NIH Principal Deputy Director Lawrence Tabak informed lawmakers on Oct. 20 that EcoHealth failed to immediately notify the agency that it created a lab-made chimeric coronavirus in Wuhan prior to the pandemic that exhibited a greater than 10-times increase in growth.
Despite Tabak’s letter, NIAID Director Dr. Anthony Fauci and the NIH maintain that the experiments they funded with the Wuhan Institute of Virology (WIV) did not involve gain of function research.
Fauci and the NIH also maintain that it is “molecularly impossible” for the viruses that EcoHealth and the WIV were tinkering with to have turned into the virus that causes COVID-19.
Simon Wain-Hobson, a virologist at the Pasteur Institute in Paris, also said it was irresponsible for the NIH to allow researchers to boost viruses tenfold before notifying the agency for oversight.
“They simply shouldn’t have been doing these experiments,” Wain-Hobson told the DCNF.
However, Wain-Hobson noted that tenfold enhanced viral growth isn’t something that most virologists would get too worked up over.
“Viral growth, indeed the enhanced growth of any pathogenic microbe is not good news,” Wain-Hobson explained. “That said, and given the intrinsic variation in our assays, virologists would probably not [get] too worked up if a virus grew 2, 5 or 10 during the growth of a virus in culture. 100 fold yes.
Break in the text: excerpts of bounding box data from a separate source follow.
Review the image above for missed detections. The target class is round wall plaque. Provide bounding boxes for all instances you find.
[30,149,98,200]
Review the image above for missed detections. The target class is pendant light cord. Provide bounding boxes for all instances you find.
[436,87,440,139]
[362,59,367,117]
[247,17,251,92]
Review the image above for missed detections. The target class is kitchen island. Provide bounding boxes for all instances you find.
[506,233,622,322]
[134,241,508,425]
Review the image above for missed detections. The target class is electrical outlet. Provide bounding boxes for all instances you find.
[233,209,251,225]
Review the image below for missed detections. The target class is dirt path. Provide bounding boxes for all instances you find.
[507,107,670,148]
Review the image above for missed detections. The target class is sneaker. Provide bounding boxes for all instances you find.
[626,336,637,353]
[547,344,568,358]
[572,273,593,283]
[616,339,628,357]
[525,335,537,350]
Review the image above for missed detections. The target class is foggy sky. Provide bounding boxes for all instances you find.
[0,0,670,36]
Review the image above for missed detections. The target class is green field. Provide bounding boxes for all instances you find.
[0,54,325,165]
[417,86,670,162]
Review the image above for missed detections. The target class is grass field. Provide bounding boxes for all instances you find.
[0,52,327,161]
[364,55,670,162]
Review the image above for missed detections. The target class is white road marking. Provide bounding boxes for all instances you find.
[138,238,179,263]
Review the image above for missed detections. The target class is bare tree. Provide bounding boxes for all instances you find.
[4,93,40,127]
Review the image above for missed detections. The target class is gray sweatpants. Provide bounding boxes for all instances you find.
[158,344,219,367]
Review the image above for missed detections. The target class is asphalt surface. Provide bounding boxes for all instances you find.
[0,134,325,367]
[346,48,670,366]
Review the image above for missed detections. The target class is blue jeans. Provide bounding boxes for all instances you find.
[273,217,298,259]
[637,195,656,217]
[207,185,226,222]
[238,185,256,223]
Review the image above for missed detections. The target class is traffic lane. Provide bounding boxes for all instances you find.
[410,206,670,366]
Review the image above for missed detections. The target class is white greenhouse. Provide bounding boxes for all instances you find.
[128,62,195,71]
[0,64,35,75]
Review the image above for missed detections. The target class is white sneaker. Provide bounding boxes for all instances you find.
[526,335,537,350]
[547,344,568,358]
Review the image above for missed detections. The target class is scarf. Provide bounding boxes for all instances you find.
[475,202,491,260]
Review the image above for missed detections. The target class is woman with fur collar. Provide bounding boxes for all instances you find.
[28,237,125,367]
Please understand that we’re not like physicists who can give values with errors sometimes less than 1%.”
“The growth conditions can be very sensitive to the state of the cells when infected, how that are manipulated and so on,” he added. “2-5 fold differences would produce a yawn. This is not professional incompetence, just the nature of our work. Students get used to it fast.”
Jack Nunberg, a virologist who previously told The Intercept that EcoHealth was “sort of crazy” for tinkering with MERS viruses in Wuhan, said the NIAID’s one log benchmark was reasonable.
“Anything less than 1 log is difficult to measure/believe with any confidence, and the scrutiny occurs at all levels – in peer review and administratively,” said Nunberg, who serves as director of the Montana Biotechnology Center at the University of Montana.
“NIH cannot (and should not) micromanage research and relies on the integrity of its principal investigators and their responsible institutions,” Nunberg told the DCNF. “This trust turns out to have been misguided in the case of the Beltway bandit Daszak and his Chinese collaborators, but we need be careful not to throw out the baby with the bathwater. The onus was on the PI to immediately disclose this information to NIH – Daszak did not.”